THE COMPASSES PUZZLE.
(
Patchwork Puzzles)
It is curious how an added condition or restriction will sometimes
convert an absurdly easy puzzle into an interesting and perhaps
difficult one. I remember buying in the street many years ago a little
mechanical puzzle that had a tremendous sale at the time. It consisted
of a medal with holes in it, and the puzzle was to work a ring with a
gap in it from hole to hole until it was finally detached. As I was
walking along the street I very soon acquired the trick of taking off
the ring with one hand while holding the puzzle in my pocket. A friend
to whom I showed the little feat set about accomplishing it himself, and
when I met him some days afterwards he exhibited his proficiency in the
art. But he was a little taken aback when I then took the puzzle from
him and, while simply holding the medal between the finger and thumb of
one hand, by a series of little shakes and jerks caused the ring,
without my even touching it, to fall off upon the floor. The following
little poser will probably prove a rather tough nut for a great many
readers, simply on account of the restricted conditions:--
Show how to find exactly the middle of any straight line by means of the
compasses only. You are not allowed to use any ruler, pencil, or other
article--only the compasses; and no trick or dodge, such as folding the
paper, will be permitted. You must simply use the compasses in the
ordinary legitimate way.
Answer:
Let AB in the following diagram be the given straight line. With the
centres A and B and radius AB describe the two circles. Mark off DE and
EF equal to AD. With the centres A and F and radius DF describe arcs
intersecting at G. With the centres A and B and distance BG describe
arcs GHK and N. Make HK equal to AB and HL equal to HB. Then with
centres K and L and radius AB describe arcs intersecting at I. Make BM
equal to BI. Finally, with the centre M and radius MB cut the line in C,
and the point C is the required middle of the line AB. For greater
exactitude you can mark off R from A (as you did M from B), and from R
describe another arc at C. This also solves the problem, to find a point
midway between two given points without the straight line.

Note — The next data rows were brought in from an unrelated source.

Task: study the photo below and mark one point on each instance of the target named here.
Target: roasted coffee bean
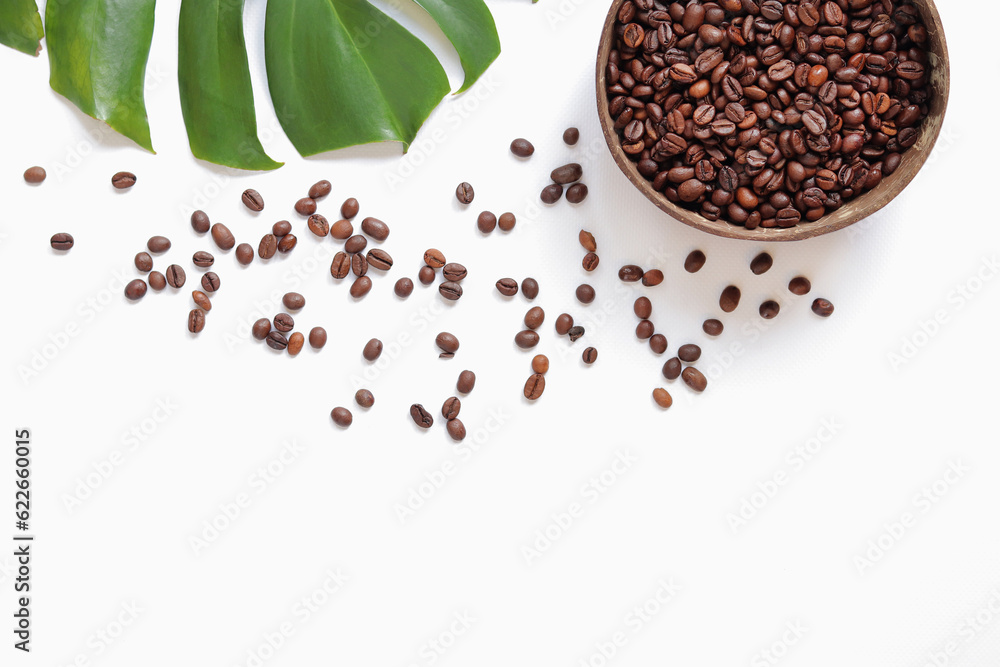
(320, 189)
(361, 287)
(373, 349)
(317, 338)
(507, 286)
(276, 341)
(563, 324)
(403, 288)
(434, 258)
(420, 416)
(175, 276)
(761, 263)
(244, 254)
(157, 281)
(143, 262)
(694, 379)
(464, 193)
(769, 309)
(196, 321)
(534, 387)
(200, 222)
(534, 317)
(318, 225)
(158, 244)
(364, 398)
(822, 307)
(451, 291)
(342, 417)
(630, 273)
(123, 180)
(521, 148)
(252, 200)
(210, 282)
(135, 290)
(223, 237)
(203, 259)
(730, 299)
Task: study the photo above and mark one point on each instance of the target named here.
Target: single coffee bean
(210, 282)
(364, 398)
(822, 307)
(434, 258)
(135, 290)
(694, 379)
(534, 387)
(276, 341)
(342, 417)
(318, 225)
(123, 180)
(361, 287)
(566, 174)
(420, 416)
(730, 299)
(534, 317)
(175, 276)
(403, 288)
(551, 193)
(452, 406)
(761, 264)
(268, 246)
(305, 206)
(466, 382)
(317, 338)
(451, 291)
(800, 286)
(144, 262)
(200, 222)
(375, 228)
(320, 189)
(158, 244)
(373, 349)
(252, 200)
(464, 193)
(630, 273)
(223, 237)
(521, 148)
(34, 175)
(196, 320)
(486, 222)
(426, 275)
(507, 286)
(244, 254)
(61, 241)
(201, 300)
(293, 301)
(563, 324)
(529, 288)
(261, 328)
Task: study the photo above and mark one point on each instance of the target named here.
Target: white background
(897, 428)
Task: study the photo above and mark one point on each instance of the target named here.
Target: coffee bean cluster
(767, 113)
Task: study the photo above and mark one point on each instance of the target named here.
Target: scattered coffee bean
(252, 200)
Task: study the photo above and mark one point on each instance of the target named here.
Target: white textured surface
(897, 429)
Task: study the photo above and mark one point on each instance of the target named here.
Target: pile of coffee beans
(767, 113)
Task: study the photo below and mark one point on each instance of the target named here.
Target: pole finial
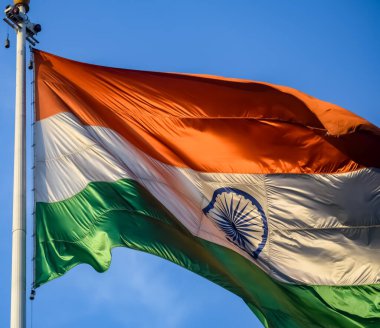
(24, 3)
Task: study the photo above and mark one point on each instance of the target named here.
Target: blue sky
(329, 49)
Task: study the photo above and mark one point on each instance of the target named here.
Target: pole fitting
(24, 3)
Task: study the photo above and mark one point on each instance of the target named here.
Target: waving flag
(264, 190)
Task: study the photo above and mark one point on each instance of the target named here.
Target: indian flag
(260, 188)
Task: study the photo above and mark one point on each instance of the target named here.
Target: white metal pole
(18, 286)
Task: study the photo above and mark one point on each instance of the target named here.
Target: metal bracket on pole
(14, 18)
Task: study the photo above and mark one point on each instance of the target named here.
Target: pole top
(24, 3)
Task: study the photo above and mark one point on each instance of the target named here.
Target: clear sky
(329, 49)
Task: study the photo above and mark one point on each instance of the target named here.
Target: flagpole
(18, 285)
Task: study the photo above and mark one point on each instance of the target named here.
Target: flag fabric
(260, 188)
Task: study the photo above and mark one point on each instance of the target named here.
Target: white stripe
(323, 229)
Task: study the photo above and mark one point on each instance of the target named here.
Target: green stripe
(85, 227)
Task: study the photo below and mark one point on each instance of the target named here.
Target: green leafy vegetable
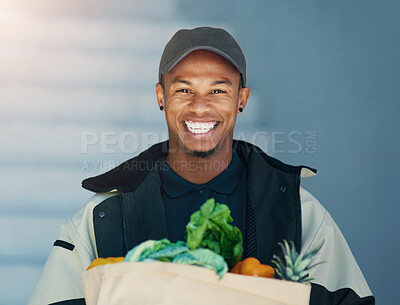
(211, 242)
(209, 228)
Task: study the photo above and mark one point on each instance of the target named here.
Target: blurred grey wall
(77, 97)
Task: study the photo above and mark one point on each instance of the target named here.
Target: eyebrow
(182, 81)
(219, 82)
(216, 82)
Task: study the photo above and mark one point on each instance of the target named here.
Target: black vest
(137, 213)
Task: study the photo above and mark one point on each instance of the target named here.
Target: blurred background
(77, 98)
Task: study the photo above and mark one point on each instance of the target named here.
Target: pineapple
(294, 267)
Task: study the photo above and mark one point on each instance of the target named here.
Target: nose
(199, 104)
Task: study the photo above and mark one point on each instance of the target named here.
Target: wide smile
(200, 128)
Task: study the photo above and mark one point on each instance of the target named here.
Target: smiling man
(202, 89)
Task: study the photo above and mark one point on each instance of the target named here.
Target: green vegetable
(164, 250)
(211, 242)
(209, 228)
(205, 258)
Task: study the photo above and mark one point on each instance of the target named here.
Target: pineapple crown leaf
(294, 266)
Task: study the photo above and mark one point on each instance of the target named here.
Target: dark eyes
(216, 91)
(183, 90)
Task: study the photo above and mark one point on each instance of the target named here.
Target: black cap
(202, 38)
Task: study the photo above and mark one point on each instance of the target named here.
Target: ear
(244, 94)
(160, 95)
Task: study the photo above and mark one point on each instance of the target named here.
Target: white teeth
(198, 127)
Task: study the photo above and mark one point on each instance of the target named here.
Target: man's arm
(75, 248)
(338, 278)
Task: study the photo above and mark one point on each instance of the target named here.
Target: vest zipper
(123, 220)
(300, 229)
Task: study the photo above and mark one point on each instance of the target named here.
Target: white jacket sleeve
(338, 272)
(73, 252)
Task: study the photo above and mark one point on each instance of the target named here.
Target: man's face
(201, 98)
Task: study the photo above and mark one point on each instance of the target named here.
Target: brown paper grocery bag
(172, 284)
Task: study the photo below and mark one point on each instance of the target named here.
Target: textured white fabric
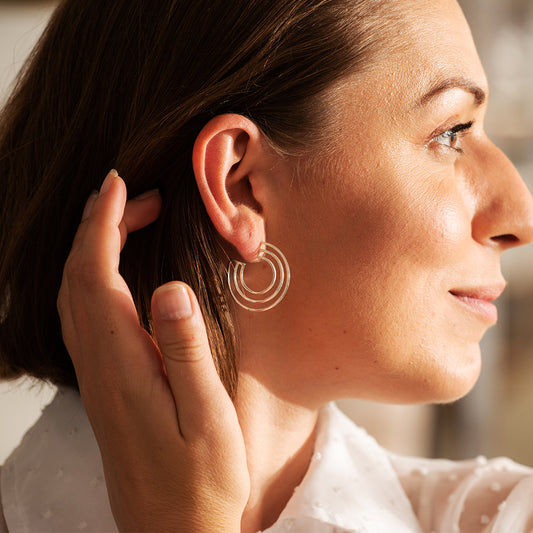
(53, 482)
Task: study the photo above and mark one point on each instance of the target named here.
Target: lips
(478, 300)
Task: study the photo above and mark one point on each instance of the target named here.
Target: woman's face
(395, 237)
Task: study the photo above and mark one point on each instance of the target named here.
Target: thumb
(182, 339)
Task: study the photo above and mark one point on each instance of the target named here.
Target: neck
(279, 438)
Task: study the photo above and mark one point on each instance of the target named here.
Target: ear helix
(275, 291)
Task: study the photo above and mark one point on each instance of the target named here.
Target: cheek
(372, 267)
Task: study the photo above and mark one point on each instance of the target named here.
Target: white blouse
(53, 482)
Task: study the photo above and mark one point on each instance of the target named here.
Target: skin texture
(386, 231)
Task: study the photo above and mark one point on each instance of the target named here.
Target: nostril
(508, 239)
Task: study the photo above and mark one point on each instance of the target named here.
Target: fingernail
(147, 194)
(89, 205)
(173, 302)
(107, 182)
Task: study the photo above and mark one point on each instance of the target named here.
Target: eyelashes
(451, 138)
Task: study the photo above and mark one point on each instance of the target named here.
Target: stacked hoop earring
(269, 297)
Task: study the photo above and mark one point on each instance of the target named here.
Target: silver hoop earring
(272, 295)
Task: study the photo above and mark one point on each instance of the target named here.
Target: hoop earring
(275, 291)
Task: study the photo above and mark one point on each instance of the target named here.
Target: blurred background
(496, 417)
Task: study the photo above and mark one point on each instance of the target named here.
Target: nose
(504, 214)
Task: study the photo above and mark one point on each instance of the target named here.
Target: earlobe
(228, 155)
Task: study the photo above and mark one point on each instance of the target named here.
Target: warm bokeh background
(495, 418)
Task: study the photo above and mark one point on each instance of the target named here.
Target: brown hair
(129, 84)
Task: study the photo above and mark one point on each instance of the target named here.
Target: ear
(229, 156)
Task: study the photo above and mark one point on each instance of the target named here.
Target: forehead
(432, 49)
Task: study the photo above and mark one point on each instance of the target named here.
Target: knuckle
(186, 348)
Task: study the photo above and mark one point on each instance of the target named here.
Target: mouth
(479, 300)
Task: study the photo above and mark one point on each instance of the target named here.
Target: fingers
(93, 295)
(201, 400)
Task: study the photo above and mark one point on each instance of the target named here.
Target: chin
(455, 381)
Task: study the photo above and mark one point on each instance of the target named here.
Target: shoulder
(468, 496)
(3, 525)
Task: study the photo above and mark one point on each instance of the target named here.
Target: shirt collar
(350, 485)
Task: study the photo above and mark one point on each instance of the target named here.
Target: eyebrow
(441, 86)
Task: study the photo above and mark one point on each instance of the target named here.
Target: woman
(348, 136)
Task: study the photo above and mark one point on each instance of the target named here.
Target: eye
(450, 138)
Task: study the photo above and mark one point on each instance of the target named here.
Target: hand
(172, 449)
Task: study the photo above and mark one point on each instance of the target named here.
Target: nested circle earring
(275, 291)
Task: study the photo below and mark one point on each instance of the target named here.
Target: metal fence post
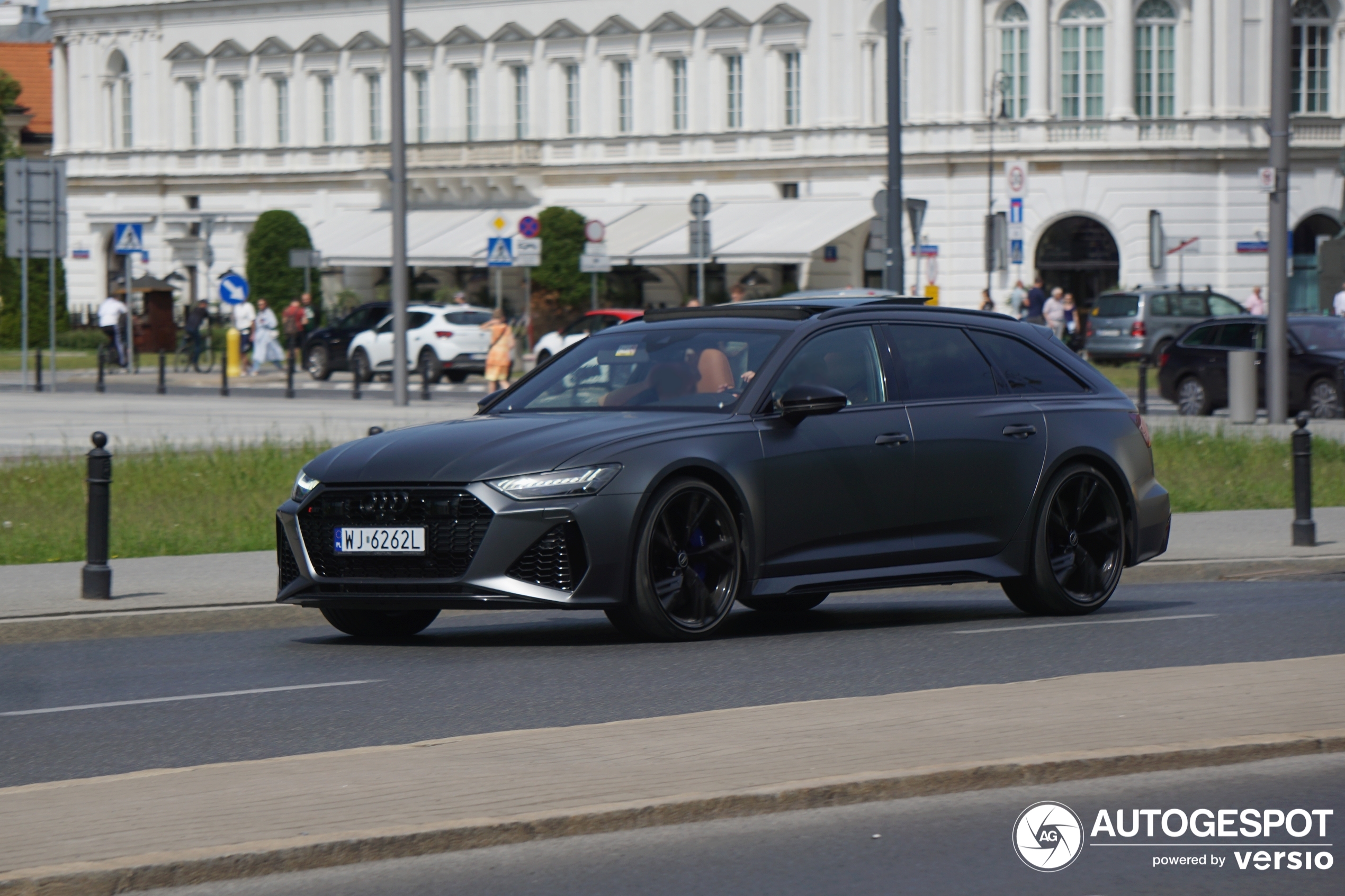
(1305, 531)
(97, 574)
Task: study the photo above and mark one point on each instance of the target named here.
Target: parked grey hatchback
(1145, 321)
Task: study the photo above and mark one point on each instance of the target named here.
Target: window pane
(845, 359)
(1025, 368)
(939, 362)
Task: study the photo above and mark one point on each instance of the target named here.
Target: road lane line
(1089, 622)
(190, 696)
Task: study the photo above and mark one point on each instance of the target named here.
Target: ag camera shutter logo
(1048, 836)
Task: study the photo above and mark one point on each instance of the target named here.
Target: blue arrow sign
(233, 289)
(128, 240)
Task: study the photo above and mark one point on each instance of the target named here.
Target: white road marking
(1089, 622)
(190, 696)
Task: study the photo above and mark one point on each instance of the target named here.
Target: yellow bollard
(232, 355)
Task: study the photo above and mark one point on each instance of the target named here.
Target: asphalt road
(526, 669)
(957, 844)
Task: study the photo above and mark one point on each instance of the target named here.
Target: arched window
(1013, 58)
(1082, 59)
(120, 101)
(1156, 61)
(1312, 38)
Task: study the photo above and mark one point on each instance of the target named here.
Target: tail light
(1144, 430)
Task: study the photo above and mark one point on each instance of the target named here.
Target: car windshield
(685, 370)
(1117, 305)
(1324, 335)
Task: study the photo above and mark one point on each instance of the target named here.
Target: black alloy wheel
(318, 363)
(688, 566)
(785, 603)
(1324, 400)
(429, 366)
(1079, 547)
(360, 366)
(1192, 398)
(380, 625)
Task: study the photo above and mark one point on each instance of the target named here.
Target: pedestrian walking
(245, 316)
(265, 343)
(1017, 298)
(1254, 303)
(1036, 304)
(499, 359)
(1054, 312)
(112, 315)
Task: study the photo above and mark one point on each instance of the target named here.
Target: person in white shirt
(1254, 303)
(111, 313)
(265, 346)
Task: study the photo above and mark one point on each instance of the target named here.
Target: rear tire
(785, 603)
(380, 625)
(1078, 550)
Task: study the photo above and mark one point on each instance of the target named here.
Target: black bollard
(97, 574)
(1305, 531)
(1142, 402)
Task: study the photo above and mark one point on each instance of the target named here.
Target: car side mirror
(808, 400)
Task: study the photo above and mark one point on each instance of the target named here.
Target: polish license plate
(379, 540)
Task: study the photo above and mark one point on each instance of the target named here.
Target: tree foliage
(270, 275)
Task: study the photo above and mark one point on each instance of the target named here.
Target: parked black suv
(325, 350)
(1195, 370)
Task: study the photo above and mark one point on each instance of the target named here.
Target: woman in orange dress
(501, 356)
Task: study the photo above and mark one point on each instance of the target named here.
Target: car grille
(554, 560)
(284, 558)
(455, 523)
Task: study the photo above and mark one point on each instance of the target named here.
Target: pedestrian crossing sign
(128, 240)
(499, 251)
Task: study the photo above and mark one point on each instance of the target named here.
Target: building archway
(1078, 254)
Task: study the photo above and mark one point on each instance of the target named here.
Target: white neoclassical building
(171, 113)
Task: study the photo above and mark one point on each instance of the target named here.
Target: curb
(271, 857)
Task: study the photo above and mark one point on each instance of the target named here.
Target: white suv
(439, 340)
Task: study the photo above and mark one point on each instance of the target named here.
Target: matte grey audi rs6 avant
(768, 453)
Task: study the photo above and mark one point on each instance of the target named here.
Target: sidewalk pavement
(61, 422)
(171, 827)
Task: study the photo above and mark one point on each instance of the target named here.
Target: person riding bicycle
(195, 318)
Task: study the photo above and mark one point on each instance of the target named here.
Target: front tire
(380, 625)
(1079, 547)
(688, 566)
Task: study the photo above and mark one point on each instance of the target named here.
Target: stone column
(1039, 61)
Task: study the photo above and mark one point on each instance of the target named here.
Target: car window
(469, 319)
(1117, 305)
(1224, 306)
(1241, 335)
(1024, 368)
(1203, 336)
(939, 363)
(657, 370)
(844, 359)
(1191, 305)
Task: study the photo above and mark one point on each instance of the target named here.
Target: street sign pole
(397, 41)
(1277, 325)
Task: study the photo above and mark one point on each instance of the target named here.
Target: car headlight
(586, 480)
(303, 485)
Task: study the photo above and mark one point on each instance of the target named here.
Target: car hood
(489, 446)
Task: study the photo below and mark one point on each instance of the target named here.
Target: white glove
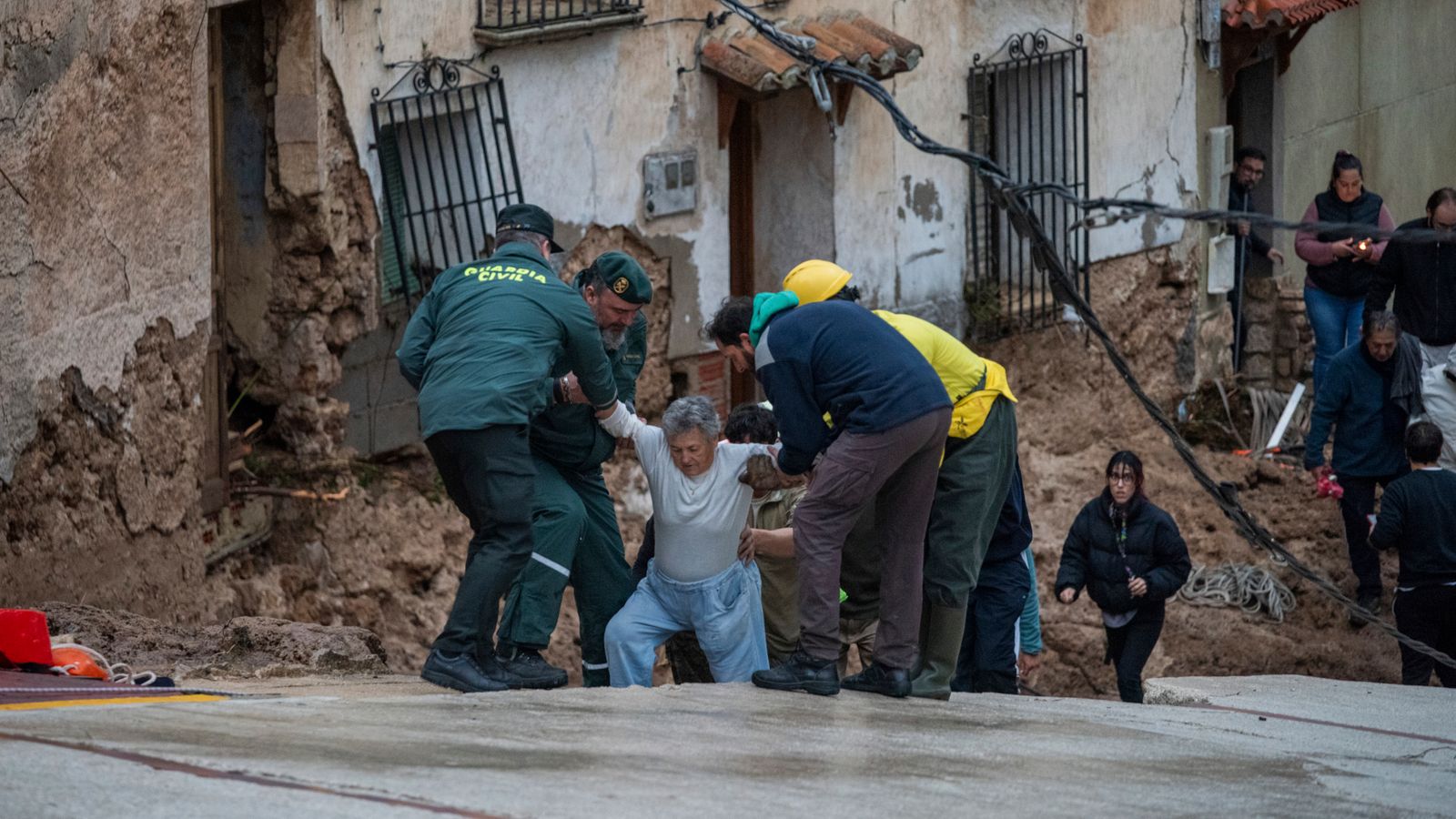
(621, 421)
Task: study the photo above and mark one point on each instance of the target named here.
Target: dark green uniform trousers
(488, 475)
(574, 526)
(968, 494)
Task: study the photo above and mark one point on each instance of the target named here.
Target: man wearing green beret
(480, 349)
(574, 522)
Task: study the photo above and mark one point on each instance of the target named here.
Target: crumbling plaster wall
(1376, 80)
(104, 187)
(106, 288)
(899, 215)
(318, 290)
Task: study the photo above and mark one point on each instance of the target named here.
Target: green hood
(766, 307)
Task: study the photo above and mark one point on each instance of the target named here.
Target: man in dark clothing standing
(480, 350)
(1354, 398)
(1423, 278)
(1249, 171)
(1419, 521)
(890, 419)
(574, 523)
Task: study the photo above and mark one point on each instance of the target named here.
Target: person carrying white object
(696, 581)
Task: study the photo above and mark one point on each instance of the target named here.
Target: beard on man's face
(613, 337)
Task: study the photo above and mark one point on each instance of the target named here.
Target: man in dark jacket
(1354, 399)
(1249, 172)
(480, 350)
(890, 417)
(574, 523)
(1419, 521)
(1423, 278)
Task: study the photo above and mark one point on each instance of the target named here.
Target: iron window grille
(448, 167)
(1028, 111)
(506, 16)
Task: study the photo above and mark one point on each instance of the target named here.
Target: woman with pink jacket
(1340, 263)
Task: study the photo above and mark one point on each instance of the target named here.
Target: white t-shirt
(696, 521)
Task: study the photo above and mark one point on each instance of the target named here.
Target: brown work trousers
(895, 470)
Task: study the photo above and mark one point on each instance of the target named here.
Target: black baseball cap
(529, 217)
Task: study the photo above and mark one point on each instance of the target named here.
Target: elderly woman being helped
(696, 581)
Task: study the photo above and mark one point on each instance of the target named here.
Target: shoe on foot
(880, 680)
(1370, 603)
(526, 668)
(459, 672)
(801, 672)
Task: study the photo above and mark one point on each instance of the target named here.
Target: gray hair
(691, 413)
(1380, 321)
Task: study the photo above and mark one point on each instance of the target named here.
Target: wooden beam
(844, 92)
(727, 109)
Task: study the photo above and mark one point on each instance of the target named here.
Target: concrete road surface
(1230, 746)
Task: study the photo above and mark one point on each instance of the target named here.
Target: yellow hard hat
(815, 280)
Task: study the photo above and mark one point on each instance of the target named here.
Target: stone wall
(106, 280)
(1280, 341)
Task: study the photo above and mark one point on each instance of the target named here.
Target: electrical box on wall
(1219, 157)
(669, 182)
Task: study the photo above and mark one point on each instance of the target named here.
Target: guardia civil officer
(480, 349)
(574, 522)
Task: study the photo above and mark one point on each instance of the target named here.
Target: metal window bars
(506, 15)
(1028, 111)
(448, 167)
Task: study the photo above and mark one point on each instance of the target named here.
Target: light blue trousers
(725, 611)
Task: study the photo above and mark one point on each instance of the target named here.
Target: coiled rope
(1251, 588)
(1011, 198)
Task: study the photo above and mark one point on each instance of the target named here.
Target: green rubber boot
(938, 653)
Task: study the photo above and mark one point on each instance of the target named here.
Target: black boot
(881, 680)
(801, 672)
(526, 668)
(459, 672)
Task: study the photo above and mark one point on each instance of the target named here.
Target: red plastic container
(24, 637)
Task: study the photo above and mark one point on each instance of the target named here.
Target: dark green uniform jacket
(568, 435)
(482, 343)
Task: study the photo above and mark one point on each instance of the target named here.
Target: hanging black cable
(1012, 200)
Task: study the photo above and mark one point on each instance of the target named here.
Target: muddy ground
(386, 559)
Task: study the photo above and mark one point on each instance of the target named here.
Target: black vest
(1347, 278)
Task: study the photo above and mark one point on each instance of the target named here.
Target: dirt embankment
(388, 557)
(1075, 413)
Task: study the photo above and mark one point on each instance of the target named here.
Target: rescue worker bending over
(480, 349)
(890, 416)
(574, 523)
(973, 481)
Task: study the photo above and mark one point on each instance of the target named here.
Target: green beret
(621, 274)
(529, 217)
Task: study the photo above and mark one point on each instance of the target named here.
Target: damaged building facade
(222, 213)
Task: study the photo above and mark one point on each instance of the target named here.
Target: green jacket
(482, 343)
(568, 435)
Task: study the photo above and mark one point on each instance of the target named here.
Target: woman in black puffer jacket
(1130, 557)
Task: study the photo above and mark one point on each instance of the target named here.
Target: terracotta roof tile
(1279, 14)
(749, 60)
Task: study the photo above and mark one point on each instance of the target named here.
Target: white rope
(116, 672)
(1247, 586)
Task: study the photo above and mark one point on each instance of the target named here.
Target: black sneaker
(526, 668)
(801, 672)
(459, 672)
(880, 680)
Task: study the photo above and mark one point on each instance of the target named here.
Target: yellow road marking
(111, 702)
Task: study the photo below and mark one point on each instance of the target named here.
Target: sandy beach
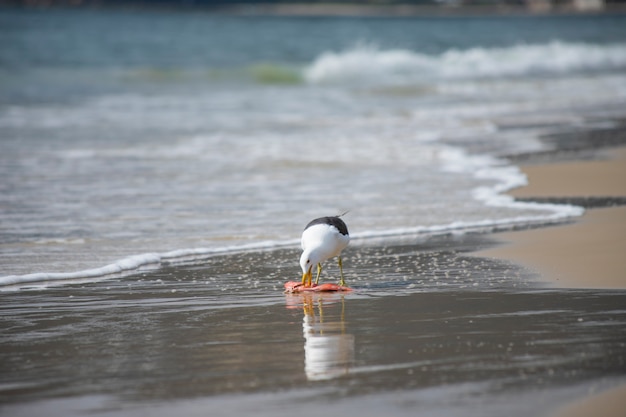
(587, 253)
(561, 255)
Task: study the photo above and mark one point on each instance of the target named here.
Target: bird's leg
(306, 278)
(319, 271)
(342, 282)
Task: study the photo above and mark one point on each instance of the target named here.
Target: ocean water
(134, 138)
(158, 167)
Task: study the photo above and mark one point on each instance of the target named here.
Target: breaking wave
(369, 63)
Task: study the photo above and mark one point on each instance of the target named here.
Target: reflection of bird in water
(322, 239)
(328, 350)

I will put the young geometer in the way of a rigid proof. First prove
that twice the square of the line AB equals the square of the distance
BG, from which it follows that HABN are the four corners of a square. To
prove that I is the centre of this square, draw a line from H to P
through QIB and continue the arc HK to P. Then, conceiving the necessary
lines to be drawn, the angle HKP, being in a semicircle, is a right
angle. Let fall the perpendicular KQ, and by similar triangles, and from
the fact that HKI is an isosceles triangle by the construction, it can
be proved that HI is half of HB. We can similarly prove that C is the
centre of the square of which AIB are three corners.
I am aware that this is not the simplest possible solution.